After a great deal of diligent research, you’ve found the ideal location for your business, moved into your new premises and become part of the science park ecosystem. But choosing your accommodation is just the first step on the road to success; there are many other benefits associated with basing your business on a science park. In the first of a series of blogs, we talk to our Innovation Connector, Dr Mike Anderson, about the potential for our occupiers to enter into collaborations with other innovators, from members of the Knowledge Factory – a national network of science parks with occupiers ranging from start-ups to multi-billion pound publically-traded companies – to external organisations and leading universities.
What does the role of Innovation Connector involve?
As the Innovation Connector for the Knowledge Factory network, almost everything I do revolves around the concept of connecting people from a perspective of innovation. Our occupiers may not always be fully in the picture with the latest technological developments happening at other organisations in their region and further afield, and this is where I can offer support. Over my 30 years in the industry, I have built a network of contacts that I can tap into; I can suggest potential partners for our occupiers, whether they want access to a particular service or piece of equipment, or would like to enter into a joint development project. The possibilities are endless.
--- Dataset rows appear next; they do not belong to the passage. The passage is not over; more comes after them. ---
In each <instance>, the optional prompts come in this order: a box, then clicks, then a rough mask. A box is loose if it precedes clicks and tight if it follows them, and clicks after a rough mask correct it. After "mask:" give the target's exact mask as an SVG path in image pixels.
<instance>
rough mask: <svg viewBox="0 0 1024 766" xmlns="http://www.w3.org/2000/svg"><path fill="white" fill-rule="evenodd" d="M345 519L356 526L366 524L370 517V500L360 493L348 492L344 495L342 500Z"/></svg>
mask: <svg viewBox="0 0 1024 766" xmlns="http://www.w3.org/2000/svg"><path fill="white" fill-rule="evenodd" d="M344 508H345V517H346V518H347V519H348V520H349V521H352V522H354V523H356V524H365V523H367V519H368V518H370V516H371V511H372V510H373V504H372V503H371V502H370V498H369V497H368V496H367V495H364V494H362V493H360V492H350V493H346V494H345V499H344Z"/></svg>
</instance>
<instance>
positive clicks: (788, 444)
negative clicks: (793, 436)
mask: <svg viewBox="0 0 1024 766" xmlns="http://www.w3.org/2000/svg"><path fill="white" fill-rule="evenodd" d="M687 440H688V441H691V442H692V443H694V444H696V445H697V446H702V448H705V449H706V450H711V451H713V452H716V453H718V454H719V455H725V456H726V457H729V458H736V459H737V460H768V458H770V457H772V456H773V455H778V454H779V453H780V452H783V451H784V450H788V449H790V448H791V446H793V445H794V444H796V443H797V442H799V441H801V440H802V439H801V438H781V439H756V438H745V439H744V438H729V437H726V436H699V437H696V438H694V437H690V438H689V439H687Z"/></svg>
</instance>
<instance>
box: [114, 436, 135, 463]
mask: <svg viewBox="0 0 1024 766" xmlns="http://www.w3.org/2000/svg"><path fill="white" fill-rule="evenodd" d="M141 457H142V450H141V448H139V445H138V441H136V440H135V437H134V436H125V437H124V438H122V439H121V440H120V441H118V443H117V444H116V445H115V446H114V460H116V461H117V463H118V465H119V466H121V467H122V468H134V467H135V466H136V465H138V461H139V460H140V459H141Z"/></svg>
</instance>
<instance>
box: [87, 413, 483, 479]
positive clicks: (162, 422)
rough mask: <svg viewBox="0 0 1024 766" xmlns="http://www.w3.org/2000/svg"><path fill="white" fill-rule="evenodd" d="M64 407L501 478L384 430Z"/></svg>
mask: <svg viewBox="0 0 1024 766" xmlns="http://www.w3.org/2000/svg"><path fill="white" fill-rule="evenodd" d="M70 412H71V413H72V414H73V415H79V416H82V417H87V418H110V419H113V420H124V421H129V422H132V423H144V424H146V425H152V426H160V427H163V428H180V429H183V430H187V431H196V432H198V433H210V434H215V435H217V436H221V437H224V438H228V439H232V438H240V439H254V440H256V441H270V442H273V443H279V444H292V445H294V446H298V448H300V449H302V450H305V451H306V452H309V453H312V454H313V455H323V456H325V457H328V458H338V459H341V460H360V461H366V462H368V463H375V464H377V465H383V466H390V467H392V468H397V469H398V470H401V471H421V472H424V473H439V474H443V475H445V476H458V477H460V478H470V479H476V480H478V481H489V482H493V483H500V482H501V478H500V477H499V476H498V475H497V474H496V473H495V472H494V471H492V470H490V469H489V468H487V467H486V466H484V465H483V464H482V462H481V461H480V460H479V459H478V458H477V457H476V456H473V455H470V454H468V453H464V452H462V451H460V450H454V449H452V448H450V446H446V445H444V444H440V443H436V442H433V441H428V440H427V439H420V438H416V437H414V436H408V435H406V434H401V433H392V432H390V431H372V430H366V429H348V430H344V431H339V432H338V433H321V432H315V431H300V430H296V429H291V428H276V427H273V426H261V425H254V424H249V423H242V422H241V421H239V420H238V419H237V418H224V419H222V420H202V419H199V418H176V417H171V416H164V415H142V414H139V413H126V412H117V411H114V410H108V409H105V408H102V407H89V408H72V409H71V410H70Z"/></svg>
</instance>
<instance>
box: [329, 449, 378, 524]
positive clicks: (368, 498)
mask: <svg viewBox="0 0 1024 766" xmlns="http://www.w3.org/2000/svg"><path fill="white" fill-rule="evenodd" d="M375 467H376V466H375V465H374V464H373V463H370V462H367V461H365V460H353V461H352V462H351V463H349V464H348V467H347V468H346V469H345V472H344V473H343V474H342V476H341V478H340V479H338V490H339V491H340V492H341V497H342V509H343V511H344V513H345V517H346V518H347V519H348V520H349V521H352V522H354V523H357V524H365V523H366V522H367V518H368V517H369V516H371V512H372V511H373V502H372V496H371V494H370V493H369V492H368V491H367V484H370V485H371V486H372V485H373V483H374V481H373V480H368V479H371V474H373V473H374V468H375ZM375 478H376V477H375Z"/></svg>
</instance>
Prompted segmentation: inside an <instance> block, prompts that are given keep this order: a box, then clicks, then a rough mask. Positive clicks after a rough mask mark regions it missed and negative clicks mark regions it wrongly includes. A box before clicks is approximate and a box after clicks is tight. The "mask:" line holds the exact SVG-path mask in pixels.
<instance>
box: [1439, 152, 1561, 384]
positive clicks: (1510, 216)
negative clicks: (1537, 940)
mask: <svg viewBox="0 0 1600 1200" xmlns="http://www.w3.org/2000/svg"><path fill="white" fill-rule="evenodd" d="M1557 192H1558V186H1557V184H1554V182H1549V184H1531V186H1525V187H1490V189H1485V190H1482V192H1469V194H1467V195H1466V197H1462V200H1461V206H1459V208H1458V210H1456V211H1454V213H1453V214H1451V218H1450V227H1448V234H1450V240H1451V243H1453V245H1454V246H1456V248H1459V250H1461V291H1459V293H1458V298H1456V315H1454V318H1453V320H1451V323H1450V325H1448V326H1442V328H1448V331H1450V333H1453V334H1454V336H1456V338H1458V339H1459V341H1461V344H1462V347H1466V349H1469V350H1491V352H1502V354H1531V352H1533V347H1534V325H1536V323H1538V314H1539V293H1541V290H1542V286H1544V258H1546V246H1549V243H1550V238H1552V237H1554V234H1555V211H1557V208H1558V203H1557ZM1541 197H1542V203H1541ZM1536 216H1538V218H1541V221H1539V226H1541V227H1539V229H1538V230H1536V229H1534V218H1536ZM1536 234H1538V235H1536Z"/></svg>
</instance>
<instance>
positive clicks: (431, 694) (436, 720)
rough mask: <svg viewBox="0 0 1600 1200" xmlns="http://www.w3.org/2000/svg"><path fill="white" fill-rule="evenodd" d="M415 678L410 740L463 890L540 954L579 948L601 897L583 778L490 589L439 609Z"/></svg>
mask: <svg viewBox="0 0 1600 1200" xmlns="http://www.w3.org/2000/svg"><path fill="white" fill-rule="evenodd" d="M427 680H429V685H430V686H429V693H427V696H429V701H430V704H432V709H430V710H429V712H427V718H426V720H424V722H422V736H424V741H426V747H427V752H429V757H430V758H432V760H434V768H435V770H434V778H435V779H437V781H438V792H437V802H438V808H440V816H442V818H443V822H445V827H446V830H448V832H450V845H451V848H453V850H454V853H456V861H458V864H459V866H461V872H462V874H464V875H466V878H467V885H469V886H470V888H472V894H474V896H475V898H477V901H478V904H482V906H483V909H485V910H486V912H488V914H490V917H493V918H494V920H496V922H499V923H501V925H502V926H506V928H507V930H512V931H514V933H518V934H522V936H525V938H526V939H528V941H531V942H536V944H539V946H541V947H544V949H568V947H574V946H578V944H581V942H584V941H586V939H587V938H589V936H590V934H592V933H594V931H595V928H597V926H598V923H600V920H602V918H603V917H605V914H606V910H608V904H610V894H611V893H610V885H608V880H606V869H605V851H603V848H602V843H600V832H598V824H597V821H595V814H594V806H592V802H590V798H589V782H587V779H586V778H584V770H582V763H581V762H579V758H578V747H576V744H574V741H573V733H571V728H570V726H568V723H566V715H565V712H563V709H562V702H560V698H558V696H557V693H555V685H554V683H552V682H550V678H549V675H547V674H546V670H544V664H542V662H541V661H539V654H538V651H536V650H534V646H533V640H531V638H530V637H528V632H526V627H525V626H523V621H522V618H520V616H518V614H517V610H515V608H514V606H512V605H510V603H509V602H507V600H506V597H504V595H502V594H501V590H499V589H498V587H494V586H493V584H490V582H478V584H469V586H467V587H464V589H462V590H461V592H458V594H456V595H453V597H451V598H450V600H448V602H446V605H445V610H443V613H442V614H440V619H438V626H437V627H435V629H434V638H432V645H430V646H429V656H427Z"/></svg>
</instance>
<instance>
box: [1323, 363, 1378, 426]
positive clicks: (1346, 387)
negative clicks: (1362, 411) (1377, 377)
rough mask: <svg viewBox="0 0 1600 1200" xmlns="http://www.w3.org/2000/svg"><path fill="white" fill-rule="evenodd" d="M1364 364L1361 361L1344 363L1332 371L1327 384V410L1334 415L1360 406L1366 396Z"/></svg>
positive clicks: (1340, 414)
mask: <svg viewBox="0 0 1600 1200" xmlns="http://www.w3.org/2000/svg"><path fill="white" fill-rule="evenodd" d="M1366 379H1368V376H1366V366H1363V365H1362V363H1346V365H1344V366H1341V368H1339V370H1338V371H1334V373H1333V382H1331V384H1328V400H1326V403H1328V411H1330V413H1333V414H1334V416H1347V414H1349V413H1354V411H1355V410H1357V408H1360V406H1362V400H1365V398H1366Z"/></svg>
How do you encourage innovation and collaboration?
Raising awareness of novel ideas and process developments, and encouraging networking with like-minded individuals are the first steps along the pathway to successful collaborations. One way of doing this is to showcase the activities of other organisations. I liaise with universities across the UK to identify those with expertise in areas of interest to our occupiers and, at the same time, raise awareness of the benefits the science park ecosystem offers for university spin-outs.
Does the Knowledge Factory provide networking opportunities?
We encourage knowledge sharing at our parks by staging events such as the ‘Wilton Wednesday’ – a monthly lunchtime networking event – where we invite two or three speakers from different organisations to give short presentations. The topics are subjects that we feel might be of interest to our occupiers, such as knowledge transfer partnerships and new projects specifically targeted at companies in the bioeconomy. You never know when you are going to need help or where that help might come from, and people are often surprised to discover what is going on right on their doorstep! It is not uncommon to find that discussions starting from networking events can result in a successful collaboration that might otherwise not have happened. Undoubtedly, the science park ecosystem helps to foster this.